Preventing failures before they happen



Amir Nahir, IBM researcher
“When you’re driving your car down the highway at 50 mph, you assume that turning on the car radio or the headlights won’t affect the brake system. It’s just one extreme example of the importance of an integrated system. And any complex system that combines hardware and software must be verified to prevent problems such as your radio not working when you pump the breaks,” said Amir Nahir, verification researcher at IBM Research - Haifa.

Modern automotive systems have as many as 80 electronic control units working in them, simultaneously pumping out and collecting data -- all the while working in concert with the electrical and mechanical systems around them. And this is just one example of a highly integrated engineering system. Similar systems that integrate hardware, software, and huge amounts of sensors are becoming more prevalent in such industries as aircraft, defense, and healthcare, to name a few. Verification plays a critical role in the development of these systems, helping to cut their time-to-market, making products ready faster, and preventing recalls as much as possible. These efforts increase product quality exponentially, beyond the obvious crucial need to maximize safety-critical issues in systems.

“Complex engineering systems by their nature integrate hardware and software,” said Amir, the general chair at IBM Research - Haifa’s recent 2012 Haifa Verification Conference (HVC). “The more intricate and mission-critical those systems become, the more crucial our need to verify their proper functioning.”

Complex by nature

According to Professor Edward Lee of UC Berkeley, a keynote speaker at HVC 2012, “modern engineering systems are really cyber-physical systems, where hardware interacts and integrates not only with software but also with the data flowing from a nearly endless number of sensors.”

These often real-time systems can be extremely difficult to verify, he explained. “But if we extend the standard software paradigm to include timing properties and re-engineer various performance optimizations, the resulting systems are more easily verified and often have better performance.”

IBM Researchers in Haifa are working on improving complex systems engineering verification by adding automation to the verification process whenever possible. More flexible and extensive than manual testing, automated verification is also much less error-prone, and it allows computers to generate random test cases (a critical aspect of verification) that human testers wouldn’t think of on their own.

Improving manufacturing processes

One of the systems engineering verification projects that IBM Researchers are participating in is MuProD, a European research consortium, which is striving to develop quality control methods for manufacturing.

“MuProD focuses on novel methods that examine products during production so that faults can be detected early,” explained Allon Adir, an IBM researcher working on the project. “As part of MuProd, we're developing testing for the production process as a system, using techniques usually employed in hardware verification. This approach enables us to add significant value to the manufacturing process."

Hardware verification is a more mature field than the testing of engineering systems, Allon explained. Adapting techniques that were originally developed for hardware is now benefiting the quality of integrated engineering systems.

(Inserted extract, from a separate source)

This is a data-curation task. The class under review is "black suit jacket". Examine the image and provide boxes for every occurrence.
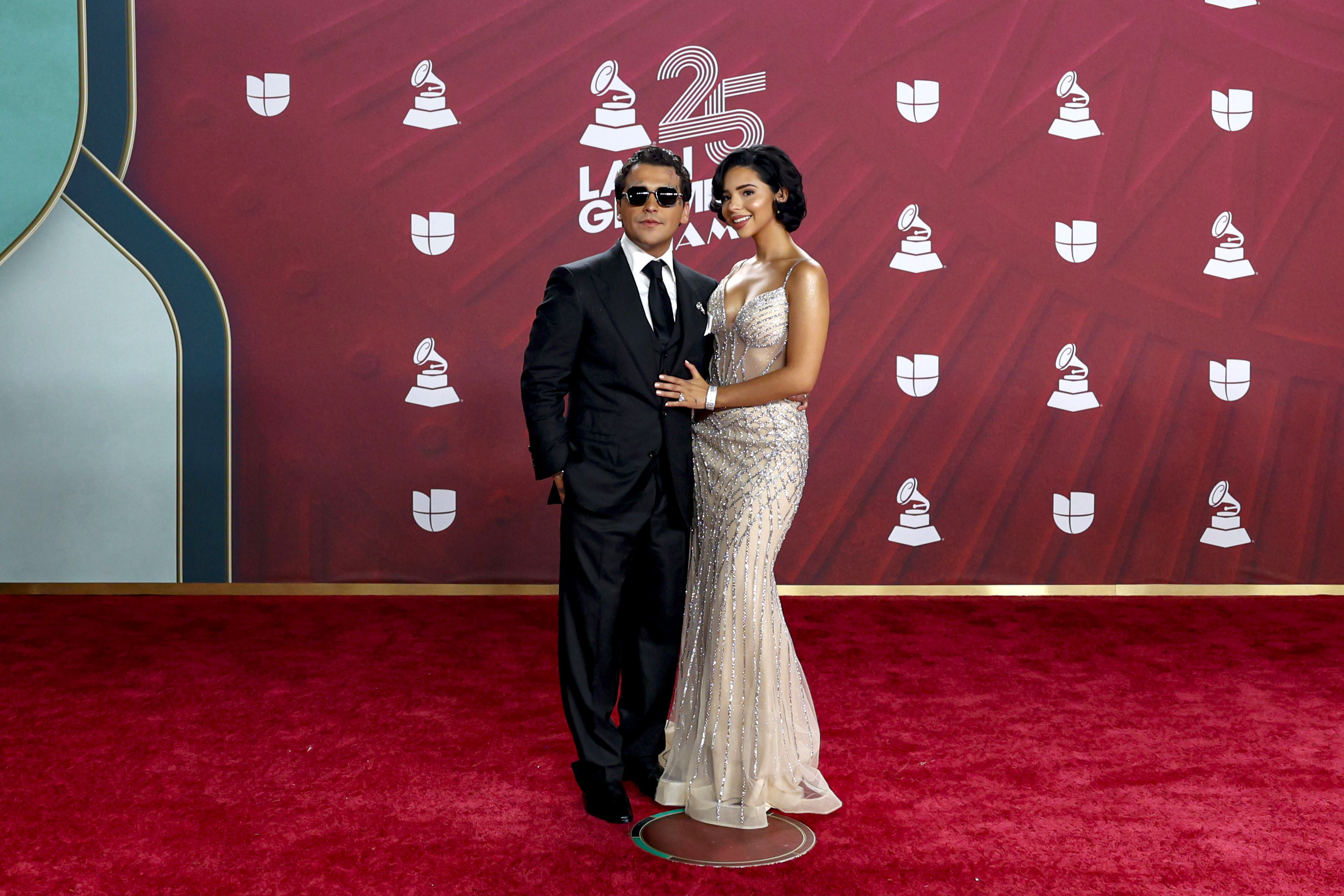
[523,242,716,521]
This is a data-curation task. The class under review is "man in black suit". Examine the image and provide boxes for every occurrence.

Networking break at HVC 2012
“Our goal is pretty simple,” he said. “We want to apply the verification success we’ve achieved in the hardware realm to the manufacturing process. By doing so, we hope to achieve high quality production in a short time-frame and at a reasonably low cost.”

“The bottom line in verification is the drive for quality,” Amir summed things up: “Whether in hardware, software, or integrated systems, we keep striving to make better tests with more complete coverage so the final result is a verified and reliable product.”